Havas has introduced AVA, a global large language model portal designed to help brands use AI more responsibly and effectively. The announcement came at CES 2026, where Havas also emphasized its focus on human-led AI strategy and creative collaboration.
What AVA Is
AVA stands for Artificial Voice Assistant, and Havas says it is built to give teams a single point of access to generative AI tools. The portal integrates multiple AI engines and customizable workflows so creative teams and planners can generate ideas, refine messaging and model consumer responses.
Havas says AVA is not meant to replace human creativity. Instead, the company frames it as a tool to support strategy, storytelling and ideation. AVA gives marketers flexibility while enforcing ethical guardrails and quality standards.
Why Havas Built AVA
Havas leaders told CES attendees that brands need AI systems that reflect strategy, context and human judgment. They say most off-the-shelf models can generate content, but they lack the strategic alignment that brand work demands.
By building AVA, Havas aims to give teams a way to harness multiple AI capabilities through one portal while embedding ethical and creative principles at every step. Havas says the system includes controls around bias, offensive content and brand-specific rules.
Human-Led AI Vision
Havas used its CES presence to emphasize that technology alone is not enough. The agency repeated its vision of human-led AI where people guide models, not the other way around.
Executives said this approach ensures AI is a partner in creativity rather than a shortcut that lowers quality.

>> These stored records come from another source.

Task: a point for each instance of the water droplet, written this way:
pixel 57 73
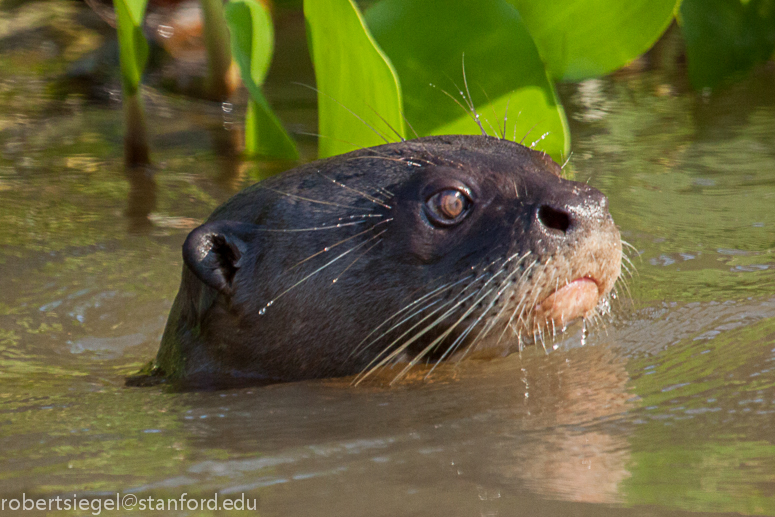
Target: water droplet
pixel 165 31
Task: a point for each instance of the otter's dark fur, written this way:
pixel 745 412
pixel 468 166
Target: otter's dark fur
pixel 354 262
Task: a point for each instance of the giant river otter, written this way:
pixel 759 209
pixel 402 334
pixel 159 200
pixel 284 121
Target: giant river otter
pixel 423 250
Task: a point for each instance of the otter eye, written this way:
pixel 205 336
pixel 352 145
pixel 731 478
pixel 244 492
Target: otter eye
pixel 448 206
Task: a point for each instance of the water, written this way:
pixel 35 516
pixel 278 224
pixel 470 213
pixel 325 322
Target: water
pixel 668 409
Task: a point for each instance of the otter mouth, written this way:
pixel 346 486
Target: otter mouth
pixel 577 299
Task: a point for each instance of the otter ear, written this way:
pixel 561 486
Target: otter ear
pixel 214 252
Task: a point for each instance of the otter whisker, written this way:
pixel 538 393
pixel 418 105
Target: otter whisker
pixel 438 340
pixel 389 159
pixel 566 160
pixel 519 306
pixel 395 353
pixel 341 140
pixel 495 115
pixel 328 248
pixel 376 132
pixel 361 216
pixel 439 290
pixel 468 112
pixel 541 138
pixel 358 257
pixel 505 117
pixel 502 288
pixel 417 336
pixel 321 268
pixel 399 135
pixel 296 196
pixel 366 196
pixel 290 230
pixel 470 100
pixel 528 132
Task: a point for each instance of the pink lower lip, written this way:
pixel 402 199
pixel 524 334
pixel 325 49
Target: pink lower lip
pixel 574 300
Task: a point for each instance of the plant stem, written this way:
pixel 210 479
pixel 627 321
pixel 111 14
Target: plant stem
pixel 221 77
pixel 136 135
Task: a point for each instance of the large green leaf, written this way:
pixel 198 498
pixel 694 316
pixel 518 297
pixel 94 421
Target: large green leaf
pixel 133 48
pixel 725 38
pixel 427 43
pixel 359 96
pixel 588 38
pixel 252 43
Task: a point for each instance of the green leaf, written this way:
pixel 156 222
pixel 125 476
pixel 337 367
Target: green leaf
pixel 579 39
pixel 252 43
pixel 725 38
pixel 357 86
pixel 133 48
pixel 502 68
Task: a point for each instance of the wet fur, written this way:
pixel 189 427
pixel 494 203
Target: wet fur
pixel 339 272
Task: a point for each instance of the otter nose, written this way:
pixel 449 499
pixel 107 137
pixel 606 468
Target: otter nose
pixel 583 206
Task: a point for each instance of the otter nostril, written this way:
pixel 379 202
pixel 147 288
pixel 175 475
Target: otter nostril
pixel 553 218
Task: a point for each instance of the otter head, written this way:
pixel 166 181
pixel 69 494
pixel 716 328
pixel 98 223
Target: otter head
pixel 420 250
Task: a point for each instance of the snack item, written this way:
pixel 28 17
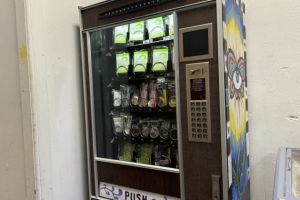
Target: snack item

According to Havas, human judgement is essential in strategy, nuance and cultural relevance.
What This Means for Clients
For brands working with Havas, AVA could streamline how teams generate and test ideas. The portal supports brainstorming, scripting, creative iteration and early audience response modeling. It can also feed insights into media planning and content activation.
Havas says AVA will help teams spend less time on repetitive tasks and more time on strategic decision making. It also aims to reduce friction in workflows that involve multiple stakeholders and review cycles.
How the Industry Is Reacting
At CES, some tech and marketing leaders said they see value in centralized AI portals that bring together multiple datasets and models. Others emphasized the need for clear governance and standards to prevent misuse of generative technology.
Havas’ approach echoes a broader industry trend toward ethical AI frameworks, internal guardrails and human oversight. Marketers want tools that help with speed and scale without sacrificing brand integrity or audience trust.
What Comes Next
Havas plans to roll out AVA more broadly following CES. The agency will refine the portal based on client feedback and evolving AI capabilities. The next steps may include deeper integrations with creative suites, data sources and media planning tools.
For now, Havas’ CES unveiling signals the agency’s push to define how AI fits into modern creative and strategy processes. With AVA, the company is betting that human-centered AI will be a competitive advantage in 2026 and beyond.